Same with the Kurt Russell film "The Thing", they had a flamethrower but every time they used it they ceased fire after just a quick squirt instead of keeping it going til the creature was burnt to a crisp


----------



## 1skrewsloose (Jun 3, 2013)

I'm sure this has been posted before, do a search, "Deadly Weapons, firearms and fire power". Just good ol' boys having fun, but they make a point.


----------



## Smitty901 (Nov 16, 2012)

Standard Army rule is 18 inches of sand bag to protect from small arms fire.
Back to the video. Same Video if played on CNN or MSNBC. US Marines open fire on commuter bus taking people to work. 
You stop fire when threat has been stopped. Ammo is not un limited you do not waste it. I can bet leaders were working on control of fire before it went that far. Next question where was the M203?
It is a good quick study of what really happens. Worthless old 5.56


----------



## Lucky Jim (Sep 2, 2012)

Yeah we saw rifles and a 50-cal Hummer but no gren-launchers as far as we could tell, unless they were in action a few seconds before the vid began.
And the marines knew they were being filmed, so perhaps that's why they were camera-shy and didn't want to seem too gung-ho..
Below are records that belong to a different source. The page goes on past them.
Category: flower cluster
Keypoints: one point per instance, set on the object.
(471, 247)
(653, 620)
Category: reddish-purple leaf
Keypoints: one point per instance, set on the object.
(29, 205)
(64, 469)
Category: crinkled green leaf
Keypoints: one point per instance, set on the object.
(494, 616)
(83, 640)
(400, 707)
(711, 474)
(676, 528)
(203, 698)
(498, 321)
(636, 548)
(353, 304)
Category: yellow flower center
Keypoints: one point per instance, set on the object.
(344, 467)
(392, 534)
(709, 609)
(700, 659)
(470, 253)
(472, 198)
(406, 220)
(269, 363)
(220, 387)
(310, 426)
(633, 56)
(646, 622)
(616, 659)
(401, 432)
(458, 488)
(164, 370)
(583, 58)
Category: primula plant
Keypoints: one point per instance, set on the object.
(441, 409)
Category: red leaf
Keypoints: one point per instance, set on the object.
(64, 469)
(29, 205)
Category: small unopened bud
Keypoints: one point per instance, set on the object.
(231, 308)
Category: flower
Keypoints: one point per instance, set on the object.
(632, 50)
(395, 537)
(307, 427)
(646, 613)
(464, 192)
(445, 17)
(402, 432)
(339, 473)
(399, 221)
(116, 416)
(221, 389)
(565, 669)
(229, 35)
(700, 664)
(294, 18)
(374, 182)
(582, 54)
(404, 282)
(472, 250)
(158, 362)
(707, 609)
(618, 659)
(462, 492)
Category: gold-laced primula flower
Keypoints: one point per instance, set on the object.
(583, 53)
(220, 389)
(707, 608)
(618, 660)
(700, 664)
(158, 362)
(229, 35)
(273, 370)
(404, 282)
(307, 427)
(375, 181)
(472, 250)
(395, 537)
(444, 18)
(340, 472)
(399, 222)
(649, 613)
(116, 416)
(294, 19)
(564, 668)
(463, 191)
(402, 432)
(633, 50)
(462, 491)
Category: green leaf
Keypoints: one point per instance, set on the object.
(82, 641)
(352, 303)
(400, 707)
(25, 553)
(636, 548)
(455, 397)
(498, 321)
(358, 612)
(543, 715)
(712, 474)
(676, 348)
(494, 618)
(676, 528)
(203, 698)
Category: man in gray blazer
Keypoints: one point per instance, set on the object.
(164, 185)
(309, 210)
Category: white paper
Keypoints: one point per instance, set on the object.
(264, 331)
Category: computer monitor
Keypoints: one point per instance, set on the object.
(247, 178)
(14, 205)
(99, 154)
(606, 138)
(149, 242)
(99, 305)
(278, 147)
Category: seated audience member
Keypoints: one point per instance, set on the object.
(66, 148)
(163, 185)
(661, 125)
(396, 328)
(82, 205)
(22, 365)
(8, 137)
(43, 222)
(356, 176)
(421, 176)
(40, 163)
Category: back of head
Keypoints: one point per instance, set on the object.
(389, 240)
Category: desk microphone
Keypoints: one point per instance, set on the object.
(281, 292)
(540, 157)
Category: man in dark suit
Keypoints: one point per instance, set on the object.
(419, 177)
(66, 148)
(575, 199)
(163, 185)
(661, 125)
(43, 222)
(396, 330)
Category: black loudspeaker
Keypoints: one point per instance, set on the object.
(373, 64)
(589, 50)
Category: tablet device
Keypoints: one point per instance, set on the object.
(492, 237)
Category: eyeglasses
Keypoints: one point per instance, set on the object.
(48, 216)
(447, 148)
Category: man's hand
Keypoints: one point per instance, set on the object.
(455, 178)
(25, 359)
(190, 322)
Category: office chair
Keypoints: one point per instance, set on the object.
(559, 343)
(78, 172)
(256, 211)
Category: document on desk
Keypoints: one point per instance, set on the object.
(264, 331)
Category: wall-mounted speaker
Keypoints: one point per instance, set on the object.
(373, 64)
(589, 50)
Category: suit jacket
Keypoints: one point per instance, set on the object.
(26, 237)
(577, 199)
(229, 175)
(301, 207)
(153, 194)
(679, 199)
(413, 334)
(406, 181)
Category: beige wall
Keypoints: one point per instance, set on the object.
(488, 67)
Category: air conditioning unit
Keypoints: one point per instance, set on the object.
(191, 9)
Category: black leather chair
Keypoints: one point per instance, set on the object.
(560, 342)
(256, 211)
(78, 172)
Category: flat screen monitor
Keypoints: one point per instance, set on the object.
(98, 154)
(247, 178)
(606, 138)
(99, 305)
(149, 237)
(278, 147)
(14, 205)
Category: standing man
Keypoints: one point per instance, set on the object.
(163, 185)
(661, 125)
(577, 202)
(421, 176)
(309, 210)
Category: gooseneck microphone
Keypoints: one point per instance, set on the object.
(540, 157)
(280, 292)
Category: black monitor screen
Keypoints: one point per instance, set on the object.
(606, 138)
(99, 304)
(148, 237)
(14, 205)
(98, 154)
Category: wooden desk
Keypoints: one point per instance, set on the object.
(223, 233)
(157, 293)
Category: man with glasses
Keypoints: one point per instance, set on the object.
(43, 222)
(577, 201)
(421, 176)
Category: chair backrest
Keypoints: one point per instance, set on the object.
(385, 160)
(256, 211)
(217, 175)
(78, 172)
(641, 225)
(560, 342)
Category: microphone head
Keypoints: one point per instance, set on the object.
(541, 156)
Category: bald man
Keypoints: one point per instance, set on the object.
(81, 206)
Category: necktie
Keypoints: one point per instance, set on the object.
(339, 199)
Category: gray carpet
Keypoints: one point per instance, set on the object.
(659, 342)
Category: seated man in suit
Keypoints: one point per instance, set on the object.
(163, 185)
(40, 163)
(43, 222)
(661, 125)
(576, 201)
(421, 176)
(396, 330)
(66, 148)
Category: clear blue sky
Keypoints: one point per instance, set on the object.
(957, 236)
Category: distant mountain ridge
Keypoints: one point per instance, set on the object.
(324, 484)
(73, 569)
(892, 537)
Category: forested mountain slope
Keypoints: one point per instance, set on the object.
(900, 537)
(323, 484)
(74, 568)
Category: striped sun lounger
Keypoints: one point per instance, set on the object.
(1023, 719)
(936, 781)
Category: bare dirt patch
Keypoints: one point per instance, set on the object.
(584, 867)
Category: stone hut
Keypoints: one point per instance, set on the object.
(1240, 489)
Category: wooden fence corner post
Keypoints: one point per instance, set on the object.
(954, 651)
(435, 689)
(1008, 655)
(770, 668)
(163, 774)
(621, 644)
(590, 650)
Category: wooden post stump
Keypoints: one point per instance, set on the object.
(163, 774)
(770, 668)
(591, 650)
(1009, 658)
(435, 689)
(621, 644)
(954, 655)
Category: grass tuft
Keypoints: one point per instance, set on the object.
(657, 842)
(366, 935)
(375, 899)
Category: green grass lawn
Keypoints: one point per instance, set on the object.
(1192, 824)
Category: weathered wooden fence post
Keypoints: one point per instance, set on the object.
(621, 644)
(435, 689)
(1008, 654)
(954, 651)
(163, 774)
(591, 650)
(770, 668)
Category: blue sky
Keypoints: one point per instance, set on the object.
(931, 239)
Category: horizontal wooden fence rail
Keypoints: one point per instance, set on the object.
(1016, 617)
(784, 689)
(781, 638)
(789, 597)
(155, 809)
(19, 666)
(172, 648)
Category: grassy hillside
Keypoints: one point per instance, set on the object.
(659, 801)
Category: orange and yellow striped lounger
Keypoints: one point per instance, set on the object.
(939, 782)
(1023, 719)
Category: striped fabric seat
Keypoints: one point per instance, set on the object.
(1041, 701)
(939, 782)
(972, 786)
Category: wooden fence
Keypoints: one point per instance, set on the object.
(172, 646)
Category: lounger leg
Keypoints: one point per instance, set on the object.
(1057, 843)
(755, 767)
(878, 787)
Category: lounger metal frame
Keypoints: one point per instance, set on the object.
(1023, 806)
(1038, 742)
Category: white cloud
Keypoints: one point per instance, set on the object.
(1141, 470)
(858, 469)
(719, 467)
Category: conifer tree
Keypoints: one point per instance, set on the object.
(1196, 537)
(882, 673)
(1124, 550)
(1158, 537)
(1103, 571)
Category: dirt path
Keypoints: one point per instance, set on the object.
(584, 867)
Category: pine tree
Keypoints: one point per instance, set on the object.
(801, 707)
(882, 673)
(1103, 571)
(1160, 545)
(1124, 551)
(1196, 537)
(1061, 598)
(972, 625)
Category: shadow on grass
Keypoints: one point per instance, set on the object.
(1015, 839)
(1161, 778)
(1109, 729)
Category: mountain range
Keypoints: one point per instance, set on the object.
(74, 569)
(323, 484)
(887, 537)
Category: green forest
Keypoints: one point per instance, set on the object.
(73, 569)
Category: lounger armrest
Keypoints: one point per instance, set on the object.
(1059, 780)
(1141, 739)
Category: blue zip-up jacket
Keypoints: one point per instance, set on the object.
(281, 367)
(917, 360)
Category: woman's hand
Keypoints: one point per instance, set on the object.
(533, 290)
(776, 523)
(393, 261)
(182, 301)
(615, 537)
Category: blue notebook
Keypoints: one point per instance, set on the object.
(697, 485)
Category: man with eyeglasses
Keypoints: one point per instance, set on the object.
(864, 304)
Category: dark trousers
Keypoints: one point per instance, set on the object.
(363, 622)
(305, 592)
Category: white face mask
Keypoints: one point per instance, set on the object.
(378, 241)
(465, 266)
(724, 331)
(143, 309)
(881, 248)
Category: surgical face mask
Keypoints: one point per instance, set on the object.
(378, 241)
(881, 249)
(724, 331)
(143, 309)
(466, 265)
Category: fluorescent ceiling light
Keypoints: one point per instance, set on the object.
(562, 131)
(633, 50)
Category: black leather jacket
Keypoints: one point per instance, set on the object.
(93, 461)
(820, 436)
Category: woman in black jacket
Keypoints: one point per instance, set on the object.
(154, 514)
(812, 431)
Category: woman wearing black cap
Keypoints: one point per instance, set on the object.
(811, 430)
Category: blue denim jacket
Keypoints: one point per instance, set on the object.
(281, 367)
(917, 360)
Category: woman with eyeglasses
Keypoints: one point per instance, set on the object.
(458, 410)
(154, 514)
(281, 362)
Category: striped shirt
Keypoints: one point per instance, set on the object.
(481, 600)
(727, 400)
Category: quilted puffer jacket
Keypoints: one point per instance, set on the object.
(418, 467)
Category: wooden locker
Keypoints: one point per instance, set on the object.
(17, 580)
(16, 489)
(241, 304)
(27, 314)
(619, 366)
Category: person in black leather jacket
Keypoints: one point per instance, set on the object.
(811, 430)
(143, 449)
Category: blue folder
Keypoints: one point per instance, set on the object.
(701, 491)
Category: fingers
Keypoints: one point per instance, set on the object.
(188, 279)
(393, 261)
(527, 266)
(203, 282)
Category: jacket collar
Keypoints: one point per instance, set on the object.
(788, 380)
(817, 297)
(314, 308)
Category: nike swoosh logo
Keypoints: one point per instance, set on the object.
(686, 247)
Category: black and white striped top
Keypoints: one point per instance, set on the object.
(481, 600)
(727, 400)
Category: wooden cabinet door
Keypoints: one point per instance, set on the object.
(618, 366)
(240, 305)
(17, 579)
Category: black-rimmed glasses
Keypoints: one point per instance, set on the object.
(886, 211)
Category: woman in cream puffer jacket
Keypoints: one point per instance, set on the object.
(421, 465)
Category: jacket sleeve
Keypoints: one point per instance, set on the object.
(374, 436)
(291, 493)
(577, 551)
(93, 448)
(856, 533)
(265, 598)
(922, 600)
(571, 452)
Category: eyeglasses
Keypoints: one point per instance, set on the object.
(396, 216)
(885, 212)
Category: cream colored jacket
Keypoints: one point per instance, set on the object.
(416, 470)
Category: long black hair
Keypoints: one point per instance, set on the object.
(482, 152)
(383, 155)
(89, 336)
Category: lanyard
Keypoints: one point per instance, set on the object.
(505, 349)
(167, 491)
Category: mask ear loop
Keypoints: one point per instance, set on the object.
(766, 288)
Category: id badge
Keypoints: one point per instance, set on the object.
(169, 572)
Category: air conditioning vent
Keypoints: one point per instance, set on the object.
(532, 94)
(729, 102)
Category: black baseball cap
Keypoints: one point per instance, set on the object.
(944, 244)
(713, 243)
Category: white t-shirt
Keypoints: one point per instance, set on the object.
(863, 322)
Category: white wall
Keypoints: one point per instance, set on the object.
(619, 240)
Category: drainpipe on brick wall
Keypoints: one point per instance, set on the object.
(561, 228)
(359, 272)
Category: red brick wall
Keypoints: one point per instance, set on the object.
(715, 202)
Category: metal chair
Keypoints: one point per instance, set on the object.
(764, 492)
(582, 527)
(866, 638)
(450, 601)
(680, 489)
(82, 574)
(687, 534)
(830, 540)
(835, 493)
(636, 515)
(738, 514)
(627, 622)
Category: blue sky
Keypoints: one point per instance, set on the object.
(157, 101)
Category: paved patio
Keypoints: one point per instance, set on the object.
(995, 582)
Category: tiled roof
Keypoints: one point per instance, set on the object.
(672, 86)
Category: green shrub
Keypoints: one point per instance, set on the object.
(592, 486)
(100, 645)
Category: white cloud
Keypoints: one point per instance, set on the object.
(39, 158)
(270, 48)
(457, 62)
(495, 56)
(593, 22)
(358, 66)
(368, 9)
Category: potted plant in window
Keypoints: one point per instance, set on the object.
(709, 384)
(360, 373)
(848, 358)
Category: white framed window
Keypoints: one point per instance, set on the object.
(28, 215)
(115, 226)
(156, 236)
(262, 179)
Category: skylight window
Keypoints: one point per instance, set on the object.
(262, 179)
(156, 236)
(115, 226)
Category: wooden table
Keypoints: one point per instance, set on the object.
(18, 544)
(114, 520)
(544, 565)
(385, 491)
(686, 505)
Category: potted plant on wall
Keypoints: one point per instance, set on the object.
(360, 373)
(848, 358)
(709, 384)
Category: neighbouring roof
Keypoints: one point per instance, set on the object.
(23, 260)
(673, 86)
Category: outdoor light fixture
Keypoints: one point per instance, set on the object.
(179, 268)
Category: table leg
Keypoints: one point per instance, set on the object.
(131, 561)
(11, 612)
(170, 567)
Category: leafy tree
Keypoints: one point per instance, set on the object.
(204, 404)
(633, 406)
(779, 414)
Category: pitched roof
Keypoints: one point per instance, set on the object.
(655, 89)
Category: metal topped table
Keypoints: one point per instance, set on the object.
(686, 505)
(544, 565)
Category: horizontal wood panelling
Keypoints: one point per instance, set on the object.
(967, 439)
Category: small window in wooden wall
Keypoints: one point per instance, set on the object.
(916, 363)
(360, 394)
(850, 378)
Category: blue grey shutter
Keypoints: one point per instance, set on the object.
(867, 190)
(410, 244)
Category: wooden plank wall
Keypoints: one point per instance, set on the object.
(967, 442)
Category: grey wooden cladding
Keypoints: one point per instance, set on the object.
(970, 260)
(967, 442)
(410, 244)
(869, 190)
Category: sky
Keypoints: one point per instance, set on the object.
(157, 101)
PS- speaking of cover and concealment, this Syrian rebel sniper thinks he's safe behind the wall, but return fire starts coming through it at 1:05, lucky for him he'd stepped away. Hard to tell exactly what the wall is made of, and what calibre is coming through it-

LiveLeak.com - Sniper almost sniped


----------



## Smitty901 (Nov 16, 2012)

M2 50 would have be held back in that video due to collateral damage . I would have expected to see the m203 used at that close a range.


----------



## Lucky Jim (Sep 2, 2012)

This bullet-riddled Heinkel 111 was crippled by flak over Scotland in 1939, then intercepted and finished off by Spitfires, crashlanding near Edinburgh.
Two of the 4-man crew survived and spent the rest of the war as POW's.
Witnesses say that even after it crashed and came to a standstill, the Spits kept circling and diving at it, raking it with fire. Way to go..










PS- Spits had 8x .303" MG's at the time firing standard solid bullets which is probably why it never caught fire.
A year or so later all Spits were being re-armed with 4x MG's and 2x 20mm cannons because cannon shells explode and start fires. Way to go..


----------